Une nouvelle génération politique en marche
Le véritable séisme pourrait venir de cette nouvelle génération de candidats, portés par un langage et des outils de communication radicalement différents. En misant sur les réseaux sociaux, les plateformes numériques et des codes d’expression en phase avec la culture de leur génération, ces jeunes pousseront au déplacement du centre de gravité de la vie politique.
Ils feront campagne sous des slogans dénonçant la corruption et le népotisme, promettant de « rendre la politique aux citoyens ». Face à eux, les partis seront contraints de repenser leurs stratégies, sans pouvoir anticiper l’humeur de l’électorat. Dans un tel contexte, dresser une carte électorale devient hasardeux, voire impossible.
La voie du réalisme politique
Pour autant, les partis sont condamnés à un sursaut d’intelligence politique sous peine, dans le cas contraire, de dépérir encore plus. Le mouvement engagé par l’État est irréversible : un renouvellement forcé des élites est en marche. Y résister ne mènerait qu’à l’isolement. Le choix stratégique est donc de s’adapter avec pragmatisme, en intégrant le plus grand nombre possible de jeunes dans leurs structures, en rénovant leurs organes, leurs modes de cooptation et de communication ainsi que leurs visions politiques.

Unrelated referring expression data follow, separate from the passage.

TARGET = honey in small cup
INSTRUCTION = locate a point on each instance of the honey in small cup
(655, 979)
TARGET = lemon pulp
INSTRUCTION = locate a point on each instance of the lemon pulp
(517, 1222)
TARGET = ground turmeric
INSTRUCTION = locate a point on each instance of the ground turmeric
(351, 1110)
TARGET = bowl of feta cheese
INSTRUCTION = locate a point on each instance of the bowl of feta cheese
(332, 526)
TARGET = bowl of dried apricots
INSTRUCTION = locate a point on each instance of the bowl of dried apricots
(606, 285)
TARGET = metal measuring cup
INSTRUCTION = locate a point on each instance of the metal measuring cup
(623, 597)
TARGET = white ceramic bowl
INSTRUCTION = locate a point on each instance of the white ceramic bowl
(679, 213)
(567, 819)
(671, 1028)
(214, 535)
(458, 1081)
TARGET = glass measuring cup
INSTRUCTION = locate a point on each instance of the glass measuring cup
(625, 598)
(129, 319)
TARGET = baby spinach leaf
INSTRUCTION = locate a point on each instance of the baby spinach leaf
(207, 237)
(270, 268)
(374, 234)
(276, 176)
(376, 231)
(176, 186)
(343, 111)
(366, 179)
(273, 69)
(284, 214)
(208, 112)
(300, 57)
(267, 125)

Autrement dit, il leur faut rompre avec la culture hiérarchique, népotique et paternaliste qui continue de considérer la jeunesse comme un simple « secteur annexe » juste pour gratifier les fidèles et les plus proches. L’enjeu dépasse la question du recrutement : il s’agit de refonder la relation entre générations politiques, pour que la relève ne soit plus subie, mais assumée comme un signe de maturité démocratique.

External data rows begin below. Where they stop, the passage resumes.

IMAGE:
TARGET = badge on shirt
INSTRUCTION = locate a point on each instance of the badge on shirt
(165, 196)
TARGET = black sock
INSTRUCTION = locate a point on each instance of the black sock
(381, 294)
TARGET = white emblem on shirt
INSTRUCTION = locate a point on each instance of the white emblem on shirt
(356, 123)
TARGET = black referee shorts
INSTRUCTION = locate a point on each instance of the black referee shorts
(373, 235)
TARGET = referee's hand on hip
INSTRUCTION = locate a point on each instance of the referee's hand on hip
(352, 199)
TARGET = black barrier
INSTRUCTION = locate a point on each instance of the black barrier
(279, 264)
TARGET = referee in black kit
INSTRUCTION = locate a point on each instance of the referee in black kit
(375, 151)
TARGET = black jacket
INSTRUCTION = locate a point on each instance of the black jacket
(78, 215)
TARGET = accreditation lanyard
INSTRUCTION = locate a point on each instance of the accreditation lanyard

Les incompatibilités fixées par la loi
Le texte précise enfin que la fonction de député est incompatible avec la présidence d’un conseil régional. Elle l’est également avec la présidence de plus d’un organe élu, qu’il s’agisse d’un conseil préfectoral, communal, d’arrondissement, d’une union intercommunale ou d’une chambre professionnelle.
Ces dispositions visent à éviter la concentration des mandats et à renforcer la transparence et la spécialisation des fonctions électives — un autre volet de la même stratégie de moralisation et de rajeunissement de la vie publique.